Below is a litmus test: if any of the following applies to your costume this year, then it sucks. This way, you have plenty of time to change it. Happy Halloween, fools!

 

Five Reasons Your Halloween Costume Sucks:

 

  1. You’re going as The Joker. The Heath Ledger one. Because no one saw that one coming a mile away. Actually, you know what? Any incarnation of The Joker is off the list of acceptable costumes now. Cesar Romero’s Joker, Jack Nicholson’s Joker, or any variation. Don’t slap clown make-up on your face and put on your work uniform and come as “Joker, if he ran the drive-thru at Burger King”. Don’t come as the Joker and tell everyone that you’re doing it ironically. Irony is for jerks. Your Ledger impression is awful and so are most of your ideas.
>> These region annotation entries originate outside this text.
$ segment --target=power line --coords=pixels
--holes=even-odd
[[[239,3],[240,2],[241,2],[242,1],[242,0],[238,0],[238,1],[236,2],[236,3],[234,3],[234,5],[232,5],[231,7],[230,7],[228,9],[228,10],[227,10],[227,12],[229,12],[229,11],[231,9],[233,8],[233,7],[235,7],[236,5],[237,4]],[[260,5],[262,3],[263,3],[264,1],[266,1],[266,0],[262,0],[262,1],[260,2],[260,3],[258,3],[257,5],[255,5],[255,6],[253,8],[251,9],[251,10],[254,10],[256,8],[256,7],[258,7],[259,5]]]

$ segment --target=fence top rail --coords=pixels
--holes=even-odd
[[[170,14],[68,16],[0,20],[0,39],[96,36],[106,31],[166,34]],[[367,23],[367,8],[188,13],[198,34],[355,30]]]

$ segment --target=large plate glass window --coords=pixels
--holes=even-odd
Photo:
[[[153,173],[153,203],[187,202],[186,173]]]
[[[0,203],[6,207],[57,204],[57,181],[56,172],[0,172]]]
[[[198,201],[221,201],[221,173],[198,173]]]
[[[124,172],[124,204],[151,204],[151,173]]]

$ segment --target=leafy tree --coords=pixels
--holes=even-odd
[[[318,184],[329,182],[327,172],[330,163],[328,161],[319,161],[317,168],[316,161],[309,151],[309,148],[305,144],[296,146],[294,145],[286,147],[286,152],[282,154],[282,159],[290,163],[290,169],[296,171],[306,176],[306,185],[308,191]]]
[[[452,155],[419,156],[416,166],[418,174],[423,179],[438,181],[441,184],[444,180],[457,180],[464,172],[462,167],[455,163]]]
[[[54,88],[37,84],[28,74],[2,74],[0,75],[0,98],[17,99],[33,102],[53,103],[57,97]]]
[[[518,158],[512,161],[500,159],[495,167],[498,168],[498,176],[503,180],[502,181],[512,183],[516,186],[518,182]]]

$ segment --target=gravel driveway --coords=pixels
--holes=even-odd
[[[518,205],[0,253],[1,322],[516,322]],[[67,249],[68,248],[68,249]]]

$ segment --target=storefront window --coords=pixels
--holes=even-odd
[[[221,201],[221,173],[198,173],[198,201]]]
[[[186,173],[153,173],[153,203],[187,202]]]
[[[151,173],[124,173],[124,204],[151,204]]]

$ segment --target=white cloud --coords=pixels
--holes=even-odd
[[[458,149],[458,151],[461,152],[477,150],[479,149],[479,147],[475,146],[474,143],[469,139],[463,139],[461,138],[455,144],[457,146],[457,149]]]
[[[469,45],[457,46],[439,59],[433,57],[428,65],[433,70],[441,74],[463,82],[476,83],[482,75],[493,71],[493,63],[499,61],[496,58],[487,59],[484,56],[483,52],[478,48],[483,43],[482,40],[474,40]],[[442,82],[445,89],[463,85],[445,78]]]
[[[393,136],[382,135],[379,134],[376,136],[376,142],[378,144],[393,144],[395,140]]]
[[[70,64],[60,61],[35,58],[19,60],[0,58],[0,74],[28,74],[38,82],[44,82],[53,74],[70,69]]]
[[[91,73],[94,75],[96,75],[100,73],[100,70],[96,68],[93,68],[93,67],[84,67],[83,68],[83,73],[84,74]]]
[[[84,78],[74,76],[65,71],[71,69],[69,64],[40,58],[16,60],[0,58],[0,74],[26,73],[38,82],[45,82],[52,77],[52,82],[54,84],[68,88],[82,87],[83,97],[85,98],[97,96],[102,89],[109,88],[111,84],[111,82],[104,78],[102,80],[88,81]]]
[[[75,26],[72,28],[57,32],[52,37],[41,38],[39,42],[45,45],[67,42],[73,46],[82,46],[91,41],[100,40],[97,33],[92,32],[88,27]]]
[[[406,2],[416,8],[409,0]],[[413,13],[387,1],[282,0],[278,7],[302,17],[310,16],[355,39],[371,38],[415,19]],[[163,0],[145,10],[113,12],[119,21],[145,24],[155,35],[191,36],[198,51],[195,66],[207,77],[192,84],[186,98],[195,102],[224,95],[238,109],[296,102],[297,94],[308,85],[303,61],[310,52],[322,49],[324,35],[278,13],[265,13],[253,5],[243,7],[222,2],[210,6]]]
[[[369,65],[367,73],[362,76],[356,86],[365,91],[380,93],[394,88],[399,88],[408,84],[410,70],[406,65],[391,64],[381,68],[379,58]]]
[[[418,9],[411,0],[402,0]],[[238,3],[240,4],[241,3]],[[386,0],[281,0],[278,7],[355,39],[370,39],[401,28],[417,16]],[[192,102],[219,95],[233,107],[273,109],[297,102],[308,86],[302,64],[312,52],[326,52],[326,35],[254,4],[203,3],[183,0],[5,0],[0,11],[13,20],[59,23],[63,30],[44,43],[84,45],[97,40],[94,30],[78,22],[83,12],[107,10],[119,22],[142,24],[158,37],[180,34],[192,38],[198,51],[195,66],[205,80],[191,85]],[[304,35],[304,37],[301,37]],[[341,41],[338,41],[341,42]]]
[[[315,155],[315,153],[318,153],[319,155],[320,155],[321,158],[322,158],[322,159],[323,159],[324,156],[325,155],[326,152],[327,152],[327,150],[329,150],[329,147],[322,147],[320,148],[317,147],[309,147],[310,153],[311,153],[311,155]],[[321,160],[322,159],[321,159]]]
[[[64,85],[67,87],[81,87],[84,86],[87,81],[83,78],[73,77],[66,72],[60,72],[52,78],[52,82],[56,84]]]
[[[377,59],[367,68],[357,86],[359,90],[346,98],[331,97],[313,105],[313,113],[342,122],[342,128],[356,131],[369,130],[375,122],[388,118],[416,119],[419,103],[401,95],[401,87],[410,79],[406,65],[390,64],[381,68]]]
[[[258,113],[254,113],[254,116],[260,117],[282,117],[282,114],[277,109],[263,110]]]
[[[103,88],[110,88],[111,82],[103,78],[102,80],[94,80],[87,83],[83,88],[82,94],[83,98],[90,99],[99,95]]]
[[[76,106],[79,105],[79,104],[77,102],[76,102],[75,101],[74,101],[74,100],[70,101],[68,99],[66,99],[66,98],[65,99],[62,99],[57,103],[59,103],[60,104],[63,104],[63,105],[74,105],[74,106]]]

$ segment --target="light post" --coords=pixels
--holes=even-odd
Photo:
  2. Your costume mostly consists of lingerie. This means you, ladies. You bought a teddy and a garter belt from Victoria’s Secret two years ago, in anticipation of your wedding night. Now it’s 2011, you’re still single, pretending you love it and you haven’t met a man who makes all that complex underwear worth donning. Halloween is not the occasion to justify a regrettable purchase. Putting animal ears on along with your lingerie doesn’t make you a cat or a gazelle or a sexy chimpanzee. I’ve watched all of “Planet Earth” and I’ve never seen a creature, great or small, who dresses like a desperate hooker. You ladies who wear this costume are the reason why men think women aren’t creative or cerebral. Stop holding back the feminist fight and put on a real costume.
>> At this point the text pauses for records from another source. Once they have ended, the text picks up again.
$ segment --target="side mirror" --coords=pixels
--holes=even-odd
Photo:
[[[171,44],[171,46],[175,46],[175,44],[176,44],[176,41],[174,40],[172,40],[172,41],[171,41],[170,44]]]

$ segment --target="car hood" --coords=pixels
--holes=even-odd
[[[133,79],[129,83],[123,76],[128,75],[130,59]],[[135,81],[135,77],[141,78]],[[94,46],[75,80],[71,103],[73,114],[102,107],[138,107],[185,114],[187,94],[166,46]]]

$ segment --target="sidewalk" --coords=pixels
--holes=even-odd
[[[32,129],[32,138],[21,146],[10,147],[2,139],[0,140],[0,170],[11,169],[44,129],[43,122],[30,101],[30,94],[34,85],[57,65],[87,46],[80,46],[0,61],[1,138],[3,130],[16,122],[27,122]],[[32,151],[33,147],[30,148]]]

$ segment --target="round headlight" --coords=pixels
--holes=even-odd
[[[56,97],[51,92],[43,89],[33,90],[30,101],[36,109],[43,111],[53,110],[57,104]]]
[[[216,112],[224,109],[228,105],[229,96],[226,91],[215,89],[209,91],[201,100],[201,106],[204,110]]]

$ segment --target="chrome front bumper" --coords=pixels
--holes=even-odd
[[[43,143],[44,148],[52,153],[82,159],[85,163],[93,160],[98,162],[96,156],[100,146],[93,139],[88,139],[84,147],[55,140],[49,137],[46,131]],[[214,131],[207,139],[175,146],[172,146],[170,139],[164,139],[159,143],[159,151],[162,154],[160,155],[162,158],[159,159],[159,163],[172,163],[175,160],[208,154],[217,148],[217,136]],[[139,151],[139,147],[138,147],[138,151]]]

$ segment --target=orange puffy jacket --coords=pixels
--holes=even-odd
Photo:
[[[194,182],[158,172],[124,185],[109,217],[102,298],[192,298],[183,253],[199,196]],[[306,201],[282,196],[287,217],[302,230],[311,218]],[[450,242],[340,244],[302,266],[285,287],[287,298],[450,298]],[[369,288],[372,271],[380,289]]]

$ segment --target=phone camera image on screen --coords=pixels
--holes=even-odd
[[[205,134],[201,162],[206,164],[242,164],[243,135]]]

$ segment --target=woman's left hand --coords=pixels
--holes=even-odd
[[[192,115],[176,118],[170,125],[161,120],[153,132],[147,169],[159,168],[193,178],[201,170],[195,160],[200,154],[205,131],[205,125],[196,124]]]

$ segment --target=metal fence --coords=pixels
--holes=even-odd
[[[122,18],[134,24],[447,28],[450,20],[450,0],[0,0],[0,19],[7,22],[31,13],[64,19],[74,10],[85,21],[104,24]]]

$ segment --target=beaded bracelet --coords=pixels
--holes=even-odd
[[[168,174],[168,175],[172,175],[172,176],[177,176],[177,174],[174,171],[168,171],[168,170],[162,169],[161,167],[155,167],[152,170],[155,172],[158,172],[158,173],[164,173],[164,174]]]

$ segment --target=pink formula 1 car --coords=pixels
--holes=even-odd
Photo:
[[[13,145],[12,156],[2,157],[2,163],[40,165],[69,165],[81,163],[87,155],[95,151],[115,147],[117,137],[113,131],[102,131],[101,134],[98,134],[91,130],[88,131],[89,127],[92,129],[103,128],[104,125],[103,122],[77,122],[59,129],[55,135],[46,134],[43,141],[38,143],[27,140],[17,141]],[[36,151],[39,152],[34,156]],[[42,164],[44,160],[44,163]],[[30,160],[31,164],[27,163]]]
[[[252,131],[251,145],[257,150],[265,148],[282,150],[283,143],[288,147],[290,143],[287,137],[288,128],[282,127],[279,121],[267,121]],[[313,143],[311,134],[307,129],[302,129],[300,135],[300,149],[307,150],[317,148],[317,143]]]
  3. Your costume was bought at the store and includes the word “kit” in it. If you want to be a redneck, you can find a Crystal Gale shirt and cut the sleeves off it. You can grow out your own mullet. If you want to be a vampire, find a friend with a sewing machine and commission a cape. The components of a Halloween costume can be easily assembled with a little effort. Even if you don’t make everything, there’s no shame in finding and purchasing the right wig, or a gnarly set of fake teeth. But if your costume came from a plastic bag in Wal-Mart, next to a 10-pound sack of fun-sized candy bars, you’re sending a certain message to the world. That message is “I’m a lazy turd, and I think I deserve candy for it.”
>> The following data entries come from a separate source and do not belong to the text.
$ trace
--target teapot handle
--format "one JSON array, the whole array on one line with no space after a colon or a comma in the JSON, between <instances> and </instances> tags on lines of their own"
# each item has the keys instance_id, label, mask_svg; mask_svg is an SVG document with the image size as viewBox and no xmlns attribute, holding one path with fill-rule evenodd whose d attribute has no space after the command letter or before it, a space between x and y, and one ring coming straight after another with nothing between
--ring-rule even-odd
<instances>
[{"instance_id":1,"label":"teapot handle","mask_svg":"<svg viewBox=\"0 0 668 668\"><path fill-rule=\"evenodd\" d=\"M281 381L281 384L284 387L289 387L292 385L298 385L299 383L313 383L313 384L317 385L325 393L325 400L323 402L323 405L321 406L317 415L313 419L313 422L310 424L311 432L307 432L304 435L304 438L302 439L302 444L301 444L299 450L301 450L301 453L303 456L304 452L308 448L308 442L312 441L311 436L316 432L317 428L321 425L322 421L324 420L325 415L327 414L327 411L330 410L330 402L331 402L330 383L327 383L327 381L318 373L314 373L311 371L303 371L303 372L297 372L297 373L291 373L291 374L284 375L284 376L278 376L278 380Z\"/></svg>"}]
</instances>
  4. You decided to go as the dead or zombie version of someone famous. I know you think that it’s creative and original. But it’s not. Everyone has already thought of that idea. It’s Halloween, for crying out loud. Dead things are on most people’s minds. Unless someone famous has keeled over in the two weeks before Halloween, going as a decaying or zombie celebrity implies that you went as that living celebrity last year and you splashed some fake blood on it. That being said, those of you who are planning on going as a very pale version of Steve Jobs, be forewarned that one hundred other people in your town are going to be wearing the exact same thing. It’s kind of a lose-lose situation.
  5. You’ve released your inner Jersey and your costume is Snookie or The Situation or any of those idiots. We don’t any more reminders that such brainless degenerates exist.